Dr. Moffat concluded that “a lot of information can be mined from a relatively simple imaging assay as to the cellular effects of kinase inhibitors that may be missed by other assays. Early identification of the most useful candidates to pursue saves time and money.”
Entropy and Selectivity
Most scientists would understand entropy as a thermodynamic property. However, applying “information entropy” to kinase-inhibitor profiling is a new way to solve the old problem of making sense out of the large amounts of data, according to Joost Uitdehaag, Ph.D., senior research scientist at Merck.
“Today, researchers are able to identify hits from new libraries of compounds using high-throughput screening. There is a lot of debate as to how to improve selectivity of these hits in the process and to determine when your compound is sufficiently selective. But, it all starts with quantification, with being able to compare actual values. This is what the entropy score for selectivity brings to the field.”
Dr. Uitdehaag said this process allows one to very quickly choose the best compound to take forward into further testing. “We have proposed a way to calculate a single value from a set of IC50 data to quantify selectivity profiling from panel profiling. It is a powerful way to study molecular mechanisms of kinase inhibitor selectivity.

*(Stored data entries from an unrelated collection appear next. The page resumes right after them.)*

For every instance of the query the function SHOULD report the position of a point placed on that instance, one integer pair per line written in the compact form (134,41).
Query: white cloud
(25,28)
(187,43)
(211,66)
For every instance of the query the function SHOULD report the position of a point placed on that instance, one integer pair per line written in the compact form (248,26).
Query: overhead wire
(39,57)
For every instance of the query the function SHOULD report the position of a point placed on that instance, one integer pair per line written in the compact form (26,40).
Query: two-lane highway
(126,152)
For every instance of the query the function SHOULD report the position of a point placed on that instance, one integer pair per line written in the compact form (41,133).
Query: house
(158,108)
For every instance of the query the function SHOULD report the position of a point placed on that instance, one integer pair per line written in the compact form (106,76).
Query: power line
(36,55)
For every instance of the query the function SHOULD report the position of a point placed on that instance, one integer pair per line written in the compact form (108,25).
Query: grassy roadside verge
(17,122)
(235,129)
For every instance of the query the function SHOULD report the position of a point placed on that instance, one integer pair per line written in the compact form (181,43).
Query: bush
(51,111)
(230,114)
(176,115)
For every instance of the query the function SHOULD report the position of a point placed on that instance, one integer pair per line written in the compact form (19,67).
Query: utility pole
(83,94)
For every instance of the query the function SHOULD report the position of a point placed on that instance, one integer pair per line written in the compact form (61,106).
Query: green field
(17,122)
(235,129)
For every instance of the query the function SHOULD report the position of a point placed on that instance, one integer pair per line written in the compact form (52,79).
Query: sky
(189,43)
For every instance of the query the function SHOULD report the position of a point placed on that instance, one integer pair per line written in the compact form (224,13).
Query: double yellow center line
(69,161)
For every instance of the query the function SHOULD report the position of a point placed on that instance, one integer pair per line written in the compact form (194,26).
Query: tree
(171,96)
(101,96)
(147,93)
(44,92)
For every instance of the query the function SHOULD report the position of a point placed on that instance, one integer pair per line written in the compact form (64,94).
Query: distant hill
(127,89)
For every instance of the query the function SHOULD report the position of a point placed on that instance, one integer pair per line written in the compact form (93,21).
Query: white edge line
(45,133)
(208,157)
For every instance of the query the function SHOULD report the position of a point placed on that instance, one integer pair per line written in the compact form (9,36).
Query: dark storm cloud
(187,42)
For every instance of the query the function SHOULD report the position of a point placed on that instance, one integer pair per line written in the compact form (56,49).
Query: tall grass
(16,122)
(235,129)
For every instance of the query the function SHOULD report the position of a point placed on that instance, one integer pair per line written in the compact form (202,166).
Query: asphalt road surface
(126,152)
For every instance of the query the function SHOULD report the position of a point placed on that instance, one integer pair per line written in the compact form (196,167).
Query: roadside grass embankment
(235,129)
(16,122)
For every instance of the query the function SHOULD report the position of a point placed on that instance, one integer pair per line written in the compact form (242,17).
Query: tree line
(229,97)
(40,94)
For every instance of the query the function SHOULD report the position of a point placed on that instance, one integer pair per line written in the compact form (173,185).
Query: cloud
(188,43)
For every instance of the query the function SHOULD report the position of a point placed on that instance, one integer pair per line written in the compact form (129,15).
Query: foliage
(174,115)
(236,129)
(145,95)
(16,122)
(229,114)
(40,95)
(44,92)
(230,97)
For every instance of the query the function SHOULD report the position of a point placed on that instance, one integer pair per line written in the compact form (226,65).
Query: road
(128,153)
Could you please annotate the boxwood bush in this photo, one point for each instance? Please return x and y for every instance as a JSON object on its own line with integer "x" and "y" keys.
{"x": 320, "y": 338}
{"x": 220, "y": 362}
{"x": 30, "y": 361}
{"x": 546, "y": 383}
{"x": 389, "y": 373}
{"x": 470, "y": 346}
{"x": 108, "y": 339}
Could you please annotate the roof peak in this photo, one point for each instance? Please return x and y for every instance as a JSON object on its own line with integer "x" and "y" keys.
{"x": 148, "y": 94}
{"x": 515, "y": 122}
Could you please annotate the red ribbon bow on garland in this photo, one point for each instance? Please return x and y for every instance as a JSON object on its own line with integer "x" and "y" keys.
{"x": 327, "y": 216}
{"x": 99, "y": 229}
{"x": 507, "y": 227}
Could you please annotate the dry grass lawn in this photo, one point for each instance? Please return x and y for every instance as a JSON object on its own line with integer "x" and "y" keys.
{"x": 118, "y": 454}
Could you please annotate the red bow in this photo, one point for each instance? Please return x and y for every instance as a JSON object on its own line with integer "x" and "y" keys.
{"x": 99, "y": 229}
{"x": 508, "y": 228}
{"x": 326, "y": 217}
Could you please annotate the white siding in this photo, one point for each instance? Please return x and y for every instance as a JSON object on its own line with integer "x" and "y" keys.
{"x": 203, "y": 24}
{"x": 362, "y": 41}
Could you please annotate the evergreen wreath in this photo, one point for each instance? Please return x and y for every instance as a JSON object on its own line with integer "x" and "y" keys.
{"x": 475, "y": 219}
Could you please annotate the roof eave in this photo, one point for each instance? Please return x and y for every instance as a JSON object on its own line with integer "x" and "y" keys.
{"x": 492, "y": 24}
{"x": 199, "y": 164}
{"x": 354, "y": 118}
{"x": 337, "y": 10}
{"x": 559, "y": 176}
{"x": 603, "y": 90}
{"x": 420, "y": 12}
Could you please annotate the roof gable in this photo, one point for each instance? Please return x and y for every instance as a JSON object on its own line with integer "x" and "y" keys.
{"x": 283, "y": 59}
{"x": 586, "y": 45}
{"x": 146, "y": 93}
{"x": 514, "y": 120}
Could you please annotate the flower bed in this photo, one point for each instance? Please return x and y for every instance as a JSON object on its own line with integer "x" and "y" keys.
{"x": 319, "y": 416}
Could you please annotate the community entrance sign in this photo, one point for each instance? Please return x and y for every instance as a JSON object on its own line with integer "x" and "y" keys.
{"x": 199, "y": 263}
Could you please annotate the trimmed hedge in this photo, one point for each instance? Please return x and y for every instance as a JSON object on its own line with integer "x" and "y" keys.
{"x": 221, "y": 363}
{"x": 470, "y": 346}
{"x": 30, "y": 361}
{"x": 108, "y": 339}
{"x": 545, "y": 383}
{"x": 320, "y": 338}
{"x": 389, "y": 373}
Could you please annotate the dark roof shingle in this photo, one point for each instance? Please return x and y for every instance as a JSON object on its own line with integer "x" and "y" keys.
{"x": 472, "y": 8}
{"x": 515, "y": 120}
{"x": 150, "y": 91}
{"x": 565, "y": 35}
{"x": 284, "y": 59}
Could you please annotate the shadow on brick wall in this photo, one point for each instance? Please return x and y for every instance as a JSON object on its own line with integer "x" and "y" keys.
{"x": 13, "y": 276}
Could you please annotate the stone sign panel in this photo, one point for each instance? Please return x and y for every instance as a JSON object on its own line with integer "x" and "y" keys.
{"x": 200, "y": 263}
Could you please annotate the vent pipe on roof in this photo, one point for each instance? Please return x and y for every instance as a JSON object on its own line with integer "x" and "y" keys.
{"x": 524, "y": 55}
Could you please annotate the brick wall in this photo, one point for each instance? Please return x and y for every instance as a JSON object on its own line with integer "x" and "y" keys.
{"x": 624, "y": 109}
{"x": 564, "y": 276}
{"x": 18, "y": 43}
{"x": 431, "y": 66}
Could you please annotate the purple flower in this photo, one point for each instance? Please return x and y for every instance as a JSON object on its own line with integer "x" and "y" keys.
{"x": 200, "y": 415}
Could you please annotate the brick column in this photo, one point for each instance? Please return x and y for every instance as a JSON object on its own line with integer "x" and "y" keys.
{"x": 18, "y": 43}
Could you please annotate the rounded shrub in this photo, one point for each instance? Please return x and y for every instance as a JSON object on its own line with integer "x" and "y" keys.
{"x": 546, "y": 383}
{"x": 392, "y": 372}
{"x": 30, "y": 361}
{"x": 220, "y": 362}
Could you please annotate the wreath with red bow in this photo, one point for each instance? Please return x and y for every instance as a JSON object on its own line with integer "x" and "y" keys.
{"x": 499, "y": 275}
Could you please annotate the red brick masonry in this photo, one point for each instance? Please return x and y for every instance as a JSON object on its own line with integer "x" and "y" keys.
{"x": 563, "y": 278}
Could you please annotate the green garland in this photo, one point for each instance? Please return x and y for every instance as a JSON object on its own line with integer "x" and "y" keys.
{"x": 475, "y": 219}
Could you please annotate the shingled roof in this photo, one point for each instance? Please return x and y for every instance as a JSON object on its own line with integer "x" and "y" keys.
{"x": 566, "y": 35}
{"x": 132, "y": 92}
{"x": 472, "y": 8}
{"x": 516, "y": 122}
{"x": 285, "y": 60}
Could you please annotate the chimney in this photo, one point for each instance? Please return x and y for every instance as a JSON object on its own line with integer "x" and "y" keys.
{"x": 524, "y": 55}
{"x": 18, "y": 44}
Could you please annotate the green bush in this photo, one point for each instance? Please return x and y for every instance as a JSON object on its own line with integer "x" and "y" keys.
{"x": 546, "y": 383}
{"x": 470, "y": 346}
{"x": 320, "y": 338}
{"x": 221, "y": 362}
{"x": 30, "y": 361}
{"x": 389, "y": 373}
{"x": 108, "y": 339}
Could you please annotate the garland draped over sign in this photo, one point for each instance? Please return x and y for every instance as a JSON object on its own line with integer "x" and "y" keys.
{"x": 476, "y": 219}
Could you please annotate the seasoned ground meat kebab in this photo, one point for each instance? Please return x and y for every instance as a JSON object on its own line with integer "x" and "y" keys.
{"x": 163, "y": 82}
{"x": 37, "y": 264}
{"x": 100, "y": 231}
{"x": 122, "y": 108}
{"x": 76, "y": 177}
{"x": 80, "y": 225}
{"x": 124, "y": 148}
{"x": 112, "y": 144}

“Often, other methods are utilized such as dotting a kinome tree, heat maps or a radius plot, but these only provide a qualitative comparison. For quantitative approaches, others have developed a selectivity score based on kinase-profiling data. But this doesn’t provide sufficient sensitivity. Other common methods include using the so-called Gini score or a partition index. None of these measures are fully adequate.”
How do these new equations work? They are based on the principle that an inhibitor candidate will assume a Boltzmann distribution across the various targets when confronted by multiple kinases. “This distribution has calculated entropy. If it is, for example, 2.2, which is an average measure of selectivity, the compound has average selectivity. If the calculation ends up to be 1, however, this indicates that the compound is a much more selective inhibitor. One can use this information to quickly select the best candidates after screening. The nice thing is that this method gives consistent values across profiling experiments, so it’s really general.”

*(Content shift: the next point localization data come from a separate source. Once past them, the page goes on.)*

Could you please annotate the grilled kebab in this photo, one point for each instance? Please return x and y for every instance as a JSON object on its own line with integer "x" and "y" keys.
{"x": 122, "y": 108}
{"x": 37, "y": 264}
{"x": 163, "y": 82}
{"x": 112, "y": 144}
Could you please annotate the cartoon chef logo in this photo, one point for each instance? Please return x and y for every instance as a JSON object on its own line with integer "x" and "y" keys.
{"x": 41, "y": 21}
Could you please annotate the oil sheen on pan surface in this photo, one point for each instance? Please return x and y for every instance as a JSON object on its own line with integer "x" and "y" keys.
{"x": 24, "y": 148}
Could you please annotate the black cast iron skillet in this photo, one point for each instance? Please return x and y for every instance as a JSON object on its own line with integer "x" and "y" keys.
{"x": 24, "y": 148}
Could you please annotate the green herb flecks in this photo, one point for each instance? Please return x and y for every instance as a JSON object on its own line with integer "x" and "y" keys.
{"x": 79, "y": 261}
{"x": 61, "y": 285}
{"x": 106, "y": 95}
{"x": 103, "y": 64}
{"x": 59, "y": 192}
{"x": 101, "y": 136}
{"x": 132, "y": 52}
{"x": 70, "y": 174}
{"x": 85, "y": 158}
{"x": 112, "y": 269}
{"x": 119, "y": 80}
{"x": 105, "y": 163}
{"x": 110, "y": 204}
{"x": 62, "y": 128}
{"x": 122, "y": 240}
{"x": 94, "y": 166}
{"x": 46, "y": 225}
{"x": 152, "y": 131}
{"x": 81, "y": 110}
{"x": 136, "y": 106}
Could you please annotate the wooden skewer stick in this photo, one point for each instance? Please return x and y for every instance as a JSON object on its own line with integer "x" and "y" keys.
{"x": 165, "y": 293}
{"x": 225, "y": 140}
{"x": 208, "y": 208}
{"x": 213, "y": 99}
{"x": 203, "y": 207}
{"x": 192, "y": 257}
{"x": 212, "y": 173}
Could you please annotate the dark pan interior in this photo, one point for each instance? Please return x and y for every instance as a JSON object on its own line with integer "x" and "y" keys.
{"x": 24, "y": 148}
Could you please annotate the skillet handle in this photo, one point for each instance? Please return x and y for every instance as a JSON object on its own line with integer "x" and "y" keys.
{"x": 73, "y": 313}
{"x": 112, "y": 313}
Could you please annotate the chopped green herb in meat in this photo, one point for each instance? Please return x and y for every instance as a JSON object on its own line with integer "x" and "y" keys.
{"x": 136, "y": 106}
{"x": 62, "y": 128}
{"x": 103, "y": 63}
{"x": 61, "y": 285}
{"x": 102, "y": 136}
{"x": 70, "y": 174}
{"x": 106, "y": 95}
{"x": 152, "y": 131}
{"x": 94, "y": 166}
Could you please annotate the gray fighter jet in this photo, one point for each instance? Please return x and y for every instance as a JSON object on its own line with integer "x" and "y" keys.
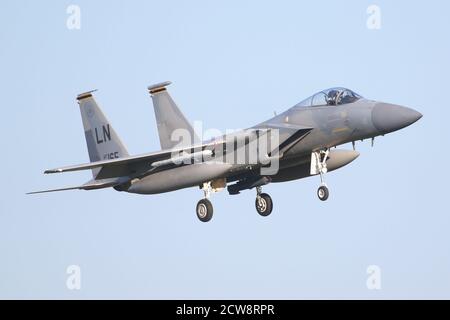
{"x": 292, "y": 145}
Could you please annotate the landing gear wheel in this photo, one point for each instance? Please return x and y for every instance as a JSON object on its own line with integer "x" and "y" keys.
{"x": 204, "y": 210}
{"x": 264, "y": 204}
{"x": 323, "y": 193}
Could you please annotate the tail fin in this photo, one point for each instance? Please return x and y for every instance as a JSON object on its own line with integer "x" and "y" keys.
{"x": 102, "y": 141}
{"x": 168, "y": 117}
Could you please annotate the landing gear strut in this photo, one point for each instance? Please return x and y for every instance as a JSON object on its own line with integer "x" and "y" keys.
{"x": 321, "y": 164}
{"x": 204, "y": 208}
{"x": 263, "y": 203}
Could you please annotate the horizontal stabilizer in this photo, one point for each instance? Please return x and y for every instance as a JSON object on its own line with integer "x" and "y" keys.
{"x": 90, "y": 185}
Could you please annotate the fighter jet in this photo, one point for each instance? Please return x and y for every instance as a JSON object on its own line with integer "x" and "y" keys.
{"x": 292, "y": 145}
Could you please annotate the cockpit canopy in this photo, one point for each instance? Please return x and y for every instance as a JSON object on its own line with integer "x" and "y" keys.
{"x": 330, "y": 97}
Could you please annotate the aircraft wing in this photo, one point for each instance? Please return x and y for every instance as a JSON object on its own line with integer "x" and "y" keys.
{"x": 289, "y": 134}
{"x": 134, "y": 166}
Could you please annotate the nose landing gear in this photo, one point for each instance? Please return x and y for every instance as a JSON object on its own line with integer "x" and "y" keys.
{"x": 263, "y": 203}
{"x": 204, "y": 207}
{"x": 319, "y": 165}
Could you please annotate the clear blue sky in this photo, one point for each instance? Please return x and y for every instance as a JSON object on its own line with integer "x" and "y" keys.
{"x": 232, "y": 64}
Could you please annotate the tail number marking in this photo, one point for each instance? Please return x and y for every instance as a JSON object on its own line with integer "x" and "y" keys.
{"x": 105, "y": 135}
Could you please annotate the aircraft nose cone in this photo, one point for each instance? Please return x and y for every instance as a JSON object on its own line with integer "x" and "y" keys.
{"x": 389, "y": 117}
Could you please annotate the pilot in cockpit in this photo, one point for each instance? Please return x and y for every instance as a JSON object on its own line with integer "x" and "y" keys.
{"x": 332, "y": 96}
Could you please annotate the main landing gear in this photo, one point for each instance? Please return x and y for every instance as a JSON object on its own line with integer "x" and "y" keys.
{"x": 204, "y": 209}
{"x": 321, "y": 167}
{"x": 263, "y": 203}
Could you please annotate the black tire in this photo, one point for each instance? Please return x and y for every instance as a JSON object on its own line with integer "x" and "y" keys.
{"x": 323, "y": 193}
{"x": 204, "y": 210}
{"x": 264, "y": 204}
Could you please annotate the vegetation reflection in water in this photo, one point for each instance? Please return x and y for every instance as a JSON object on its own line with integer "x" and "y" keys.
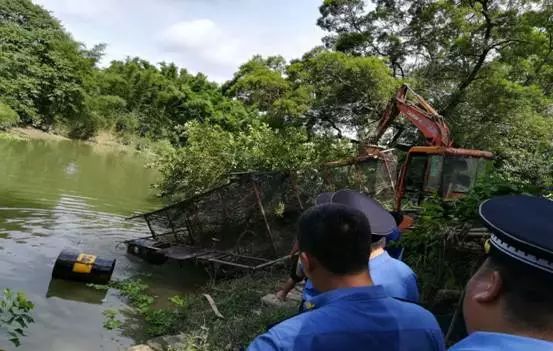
{"x": 57, "y": 194}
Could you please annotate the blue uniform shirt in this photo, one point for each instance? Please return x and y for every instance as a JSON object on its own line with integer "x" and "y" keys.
{"x": 395, "y": 276}
{"x": 355, "y": 319}
{"x": 482, "y": 341}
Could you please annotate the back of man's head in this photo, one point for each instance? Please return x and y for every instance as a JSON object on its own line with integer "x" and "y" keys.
{"x": 506, "y": 295}
{"x": 337, "y": 236}
{"x": 527, "y": 292}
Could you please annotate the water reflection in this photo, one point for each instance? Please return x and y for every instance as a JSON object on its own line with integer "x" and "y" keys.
{"x": 56, "y": 195}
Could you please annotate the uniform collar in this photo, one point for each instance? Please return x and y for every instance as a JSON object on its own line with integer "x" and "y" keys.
{"x": 380, "y": 258}
{"x": 498, "y": 341}
{"x": 361, "y": 293}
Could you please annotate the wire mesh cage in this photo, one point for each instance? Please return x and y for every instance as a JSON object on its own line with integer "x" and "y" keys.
{"x": 255, "y": 213}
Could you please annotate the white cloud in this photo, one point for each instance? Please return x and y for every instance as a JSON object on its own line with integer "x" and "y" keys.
{"x": 191, "y": 34}
{"x": 85, "y": 10}
{"x": 213, "y": 37}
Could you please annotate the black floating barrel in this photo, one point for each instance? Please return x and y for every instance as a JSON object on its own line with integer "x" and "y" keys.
{"x": 74, "y": 265}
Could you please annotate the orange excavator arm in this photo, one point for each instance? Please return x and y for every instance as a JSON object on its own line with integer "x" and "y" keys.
{"x": 420, "y": 113}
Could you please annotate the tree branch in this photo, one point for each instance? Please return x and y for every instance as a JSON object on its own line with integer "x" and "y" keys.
{"x": 455, "y": 98}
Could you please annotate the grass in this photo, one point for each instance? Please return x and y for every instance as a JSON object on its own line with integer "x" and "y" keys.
{"x": 238, "y": 300}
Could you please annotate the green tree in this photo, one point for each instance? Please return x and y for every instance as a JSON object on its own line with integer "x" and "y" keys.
{"x": 446, "y": 43}
{"x": 42, "y": 68}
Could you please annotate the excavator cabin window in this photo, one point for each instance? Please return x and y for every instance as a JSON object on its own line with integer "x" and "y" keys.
{"x": 450, "y": 176}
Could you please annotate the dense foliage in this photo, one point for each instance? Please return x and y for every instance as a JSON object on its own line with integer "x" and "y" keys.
{"x": 15, "y": 315}
{"x": 486, "y": 64}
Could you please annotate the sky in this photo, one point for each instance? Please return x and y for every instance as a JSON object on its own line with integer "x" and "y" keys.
{"x": 209, "y": 36}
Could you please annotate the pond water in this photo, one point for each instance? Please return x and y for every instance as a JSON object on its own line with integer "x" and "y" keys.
{"x": 66, "y": 194}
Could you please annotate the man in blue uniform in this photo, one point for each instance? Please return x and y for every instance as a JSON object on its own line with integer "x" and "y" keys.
{"x": 508, "y": 303}
{"x": 350, "y": 313}
{"x": 396, "y": 277}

Dr. Uitdehaag also noted that selectivity entropy can be used to study the success of candidates in clinical trials. “We assessed clinically tested inhibitors and determined their selectivity scores. We found that the most successful compounds actually are those with more broad selective profiles. These findings indicate that selective candidates have less of a chance for surviving early clinical trials.”
Indicating the selectivity of an inhibitor should ultimately be just as commonplace as indicating its IC50, advised Dr. Uitdehaag. “I think, for instance, the selectivity values of inhibitors should be reported when people do biological validation experiments with them. It would make a lot of sense.”
Although great advances have been made over the last decade in measuring and predicting kinase inhibitor selectivity, a number of issues remain. Advances in structural-guided modeling and in enhancing the selectivity of assays should provide critical improvements for future drug development and therapeutic target expansion.